Problemas de saúde mental e dormir menos de seis horas desempenham papéis essenciais na persistência da insônia . Um estudo na edição de janeiro do SLEEP encontrou esses fatores de risco em pessoas com insônia por pelo menos 7 anos e meio. Tabagismo, consumo de cafeína e álcool e apnéia do sono não foram preditores de insônia persistente.

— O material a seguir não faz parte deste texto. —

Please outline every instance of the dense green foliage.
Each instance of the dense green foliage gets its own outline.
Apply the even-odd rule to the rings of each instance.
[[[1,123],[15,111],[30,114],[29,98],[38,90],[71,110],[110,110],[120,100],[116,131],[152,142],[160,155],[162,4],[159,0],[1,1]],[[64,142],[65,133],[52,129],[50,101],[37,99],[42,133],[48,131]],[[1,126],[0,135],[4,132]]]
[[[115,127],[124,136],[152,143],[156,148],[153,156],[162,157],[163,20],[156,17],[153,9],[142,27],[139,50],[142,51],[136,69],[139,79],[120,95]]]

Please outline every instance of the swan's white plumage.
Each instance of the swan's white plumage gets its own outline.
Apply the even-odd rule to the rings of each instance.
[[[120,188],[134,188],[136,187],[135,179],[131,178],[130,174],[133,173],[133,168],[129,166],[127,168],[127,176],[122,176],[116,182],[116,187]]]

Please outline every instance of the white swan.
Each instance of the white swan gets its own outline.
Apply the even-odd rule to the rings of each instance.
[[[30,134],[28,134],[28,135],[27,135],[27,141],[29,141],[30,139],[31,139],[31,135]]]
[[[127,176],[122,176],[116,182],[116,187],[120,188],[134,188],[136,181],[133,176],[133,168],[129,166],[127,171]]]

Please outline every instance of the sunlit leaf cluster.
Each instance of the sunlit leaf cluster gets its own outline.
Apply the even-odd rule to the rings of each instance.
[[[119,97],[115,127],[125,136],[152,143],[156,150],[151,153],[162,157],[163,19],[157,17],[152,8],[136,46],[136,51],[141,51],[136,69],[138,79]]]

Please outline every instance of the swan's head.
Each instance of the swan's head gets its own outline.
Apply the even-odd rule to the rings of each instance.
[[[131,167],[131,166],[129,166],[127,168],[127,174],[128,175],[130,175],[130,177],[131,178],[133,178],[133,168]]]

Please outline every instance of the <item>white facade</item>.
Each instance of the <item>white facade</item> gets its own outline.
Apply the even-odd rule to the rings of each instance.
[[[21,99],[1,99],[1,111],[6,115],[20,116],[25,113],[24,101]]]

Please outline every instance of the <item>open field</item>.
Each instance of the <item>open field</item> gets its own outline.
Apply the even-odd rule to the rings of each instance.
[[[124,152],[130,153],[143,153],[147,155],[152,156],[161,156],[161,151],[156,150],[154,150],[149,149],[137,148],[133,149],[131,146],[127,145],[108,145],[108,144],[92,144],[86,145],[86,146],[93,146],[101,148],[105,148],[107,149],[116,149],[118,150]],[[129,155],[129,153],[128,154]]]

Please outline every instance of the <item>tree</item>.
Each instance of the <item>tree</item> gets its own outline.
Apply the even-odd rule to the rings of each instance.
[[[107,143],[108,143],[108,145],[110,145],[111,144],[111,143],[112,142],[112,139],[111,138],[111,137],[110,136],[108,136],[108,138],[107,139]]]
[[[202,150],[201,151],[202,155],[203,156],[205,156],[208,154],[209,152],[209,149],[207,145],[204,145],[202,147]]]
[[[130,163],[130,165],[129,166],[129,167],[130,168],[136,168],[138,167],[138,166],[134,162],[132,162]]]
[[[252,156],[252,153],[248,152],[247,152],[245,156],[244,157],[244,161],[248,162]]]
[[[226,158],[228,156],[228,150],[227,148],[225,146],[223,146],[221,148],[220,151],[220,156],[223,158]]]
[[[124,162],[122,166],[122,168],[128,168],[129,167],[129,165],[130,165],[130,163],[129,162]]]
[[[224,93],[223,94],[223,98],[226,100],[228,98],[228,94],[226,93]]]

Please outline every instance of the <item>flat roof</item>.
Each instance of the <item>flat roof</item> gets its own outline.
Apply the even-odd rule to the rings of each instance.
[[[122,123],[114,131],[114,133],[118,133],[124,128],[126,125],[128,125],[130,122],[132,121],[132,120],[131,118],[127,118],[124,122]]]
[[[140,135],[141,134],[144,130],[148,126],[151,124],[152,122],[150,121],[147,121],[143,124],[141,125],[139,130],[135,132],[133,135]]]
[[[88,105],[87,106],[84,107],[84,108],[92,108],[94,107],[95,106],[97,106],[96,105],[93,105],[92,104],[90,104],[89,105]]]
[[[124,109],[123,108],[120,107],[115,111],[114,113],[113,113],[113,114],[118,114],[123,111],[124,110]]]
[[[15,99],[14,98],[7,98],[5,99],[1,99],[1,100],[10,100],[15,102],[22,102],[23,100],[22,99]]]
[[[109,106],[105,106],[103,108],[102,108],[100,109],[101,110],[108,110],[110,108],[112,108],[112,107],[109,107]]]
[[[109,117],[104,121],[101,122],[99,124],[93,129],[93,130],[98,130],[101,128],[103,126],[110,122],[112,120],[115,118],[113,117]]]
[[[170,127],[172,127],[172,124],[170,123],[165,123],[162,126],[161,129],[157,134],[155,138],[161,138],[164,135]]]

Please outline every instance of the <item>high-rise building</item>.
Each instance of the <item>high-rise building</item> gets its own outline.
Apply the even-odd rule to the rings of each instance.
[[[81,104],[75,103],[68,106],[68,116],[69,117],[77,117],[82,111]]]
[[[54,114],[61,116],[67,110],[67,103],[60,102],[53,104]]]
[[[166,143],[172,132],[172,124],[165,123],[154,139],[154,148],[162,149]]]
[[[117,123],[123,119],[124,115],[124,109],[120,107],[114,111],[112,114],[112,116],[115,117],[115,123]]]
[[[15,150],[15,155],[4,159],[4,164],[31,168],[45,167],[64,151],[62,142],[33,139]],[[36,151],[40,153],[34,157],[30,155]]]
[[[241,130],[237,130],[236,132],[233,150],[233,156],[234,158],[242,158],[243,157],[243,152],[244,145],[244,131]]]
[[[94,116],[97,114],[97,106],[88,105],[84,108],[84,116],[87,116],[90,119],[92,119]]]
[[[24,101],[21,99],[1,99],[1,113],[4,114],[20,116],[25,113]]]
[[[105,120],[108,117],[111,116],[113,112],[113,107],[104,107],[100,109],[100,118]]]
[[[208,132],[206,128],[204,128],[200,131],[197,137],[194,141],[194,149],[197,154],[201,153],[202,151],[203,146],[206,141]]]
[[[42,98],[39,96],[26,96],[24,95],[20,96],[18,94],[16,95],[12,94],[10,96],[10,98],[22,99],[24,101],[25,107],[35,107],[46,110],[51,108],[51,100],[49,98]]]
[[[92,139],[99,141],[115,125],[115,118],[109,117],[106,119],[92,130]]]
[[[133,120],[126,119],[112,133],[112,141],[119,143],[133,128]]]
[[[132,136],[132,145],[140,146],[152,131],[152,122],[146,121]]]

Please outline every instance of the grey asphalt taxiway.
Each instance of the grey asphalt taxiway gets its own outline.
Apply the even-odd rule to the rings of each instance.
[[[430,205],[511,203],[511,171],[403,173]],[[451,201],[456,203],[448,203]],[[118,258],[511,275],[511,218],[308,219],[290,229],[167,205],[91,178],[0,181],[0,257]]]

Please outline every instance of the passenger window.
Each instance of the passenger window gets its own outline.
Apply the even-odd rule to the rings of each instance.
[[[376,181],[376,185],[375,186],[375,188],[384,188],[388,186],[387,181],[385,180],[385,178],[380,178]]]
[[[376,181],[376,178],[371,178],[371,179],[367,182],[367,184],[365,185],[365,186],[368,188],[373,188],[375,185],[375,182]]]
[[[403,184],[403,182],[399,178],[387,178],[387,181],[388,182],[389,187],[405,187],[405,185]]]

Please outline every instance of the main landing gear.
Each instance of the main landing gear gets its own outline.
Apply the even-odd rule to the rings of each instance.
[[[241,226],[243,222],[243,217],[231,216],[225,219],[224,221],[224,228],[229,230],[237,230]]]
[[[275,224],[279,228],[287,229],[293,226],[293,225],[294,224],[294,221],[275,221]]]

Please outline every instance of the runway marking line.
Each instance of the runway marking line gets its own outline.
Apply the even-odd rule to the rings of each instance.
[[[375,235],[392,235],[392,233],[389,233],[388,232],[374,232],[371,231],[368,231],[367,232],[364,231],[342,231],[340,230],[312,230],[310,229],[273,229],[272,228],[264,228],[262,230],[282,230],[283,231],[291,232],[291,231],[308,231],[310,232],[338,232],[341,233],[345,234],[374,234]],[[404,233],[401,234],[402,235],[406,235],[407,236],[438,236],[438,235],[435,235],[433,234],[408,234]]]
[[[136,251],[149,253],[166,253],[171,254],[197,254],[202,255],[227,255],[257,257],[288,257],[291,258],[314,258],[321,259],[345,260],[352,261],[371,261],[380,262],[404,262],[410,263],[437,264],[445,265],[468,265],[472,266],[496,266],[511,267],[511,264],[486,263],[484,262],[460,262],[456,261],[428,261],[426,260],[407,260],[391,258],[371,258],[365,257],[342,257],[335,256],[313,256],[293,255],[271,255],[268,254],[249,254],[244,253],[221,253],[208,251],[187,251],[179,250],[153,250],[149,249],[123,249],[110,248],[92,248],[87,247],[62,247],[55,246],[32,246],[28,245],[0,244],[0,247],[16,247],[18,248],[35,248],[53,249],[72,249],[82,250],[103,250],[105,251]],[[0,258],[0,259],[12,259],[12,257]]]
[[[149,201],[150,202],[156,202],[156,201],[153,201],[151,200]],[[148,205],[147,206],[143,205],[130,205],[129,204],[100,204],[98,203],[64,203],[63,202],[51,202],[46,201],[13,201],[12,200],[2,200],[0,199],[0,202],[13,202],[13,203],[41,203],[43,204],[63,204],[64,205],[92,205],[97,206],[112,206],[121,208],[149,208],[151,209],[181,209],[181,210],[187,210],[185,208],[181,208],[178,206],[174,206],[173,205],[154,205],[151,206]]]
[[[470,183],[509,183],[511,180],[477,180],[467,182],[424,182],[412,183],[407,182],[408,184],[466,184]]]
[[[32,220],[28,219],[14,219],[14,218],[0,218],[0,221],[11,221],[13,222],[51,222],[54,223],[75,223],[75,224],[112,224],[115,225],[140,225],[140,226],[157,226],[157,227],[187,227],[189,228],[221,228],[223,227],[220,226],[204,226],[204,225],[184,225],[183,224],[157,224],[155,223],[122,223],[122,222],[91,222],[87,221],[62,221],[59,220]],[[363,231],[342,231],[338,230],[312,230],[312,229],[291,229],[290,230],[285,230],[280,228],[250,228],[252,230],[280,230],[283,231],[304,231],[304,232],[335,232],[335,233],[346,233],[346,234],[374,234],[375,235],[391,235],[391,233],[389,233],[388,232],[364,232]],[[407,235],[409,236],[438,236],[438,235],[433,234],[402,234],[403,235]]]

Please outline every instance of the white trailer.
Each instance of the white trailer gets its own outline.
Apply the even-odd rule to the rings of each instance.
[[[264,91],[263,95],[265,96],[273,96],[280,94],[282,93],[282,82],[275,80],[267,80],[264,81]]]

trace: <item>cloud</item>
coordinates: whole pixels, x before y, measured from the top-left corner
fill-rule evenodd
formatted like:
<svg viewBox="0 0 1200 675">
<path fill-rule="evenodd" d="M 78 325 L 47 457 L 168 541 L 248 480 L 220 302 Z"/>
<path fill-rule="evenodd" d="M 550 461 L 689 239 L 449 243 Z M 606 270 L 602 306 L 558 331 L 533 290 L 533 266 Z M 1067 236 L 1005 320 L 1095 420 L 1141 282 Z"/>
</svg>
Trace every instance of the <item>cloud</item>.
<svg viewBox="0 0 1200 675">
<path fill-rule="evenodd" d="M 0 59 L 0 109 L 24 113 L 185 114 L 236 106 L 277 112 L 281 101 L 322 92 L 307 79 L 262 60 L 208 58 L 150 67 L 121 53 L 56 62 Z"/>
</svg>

O estudo analisou 1.395 indivíduos aleatórios que relataram ter insônia 7 anos e meio antes. Os pesquisadores descobriram que 44% deles ainda tinham insônia. Quase um terço (30 por cento) dormia mal, mas 26 por cento voltava a dormir normalmente. Aqueles que ainda tinham insônia tinham fortes ligações com problemas de saúde mental e curtos períodos de sono. A depressão foi o problema de saúde mental mais comum relatado.

Os pesquisadores concluíram que abordar as questões de saúde mental deve ser uma prioridade em casos de insônia crônica. Eles também sugeriram que as pessoas que dormiam menos de seis horas eram fortes candidatas à insônia crônica. O estudo foi feito pela Pennsylvania State University e pelas universidades de Atenas e Creta, ambas na Grécia.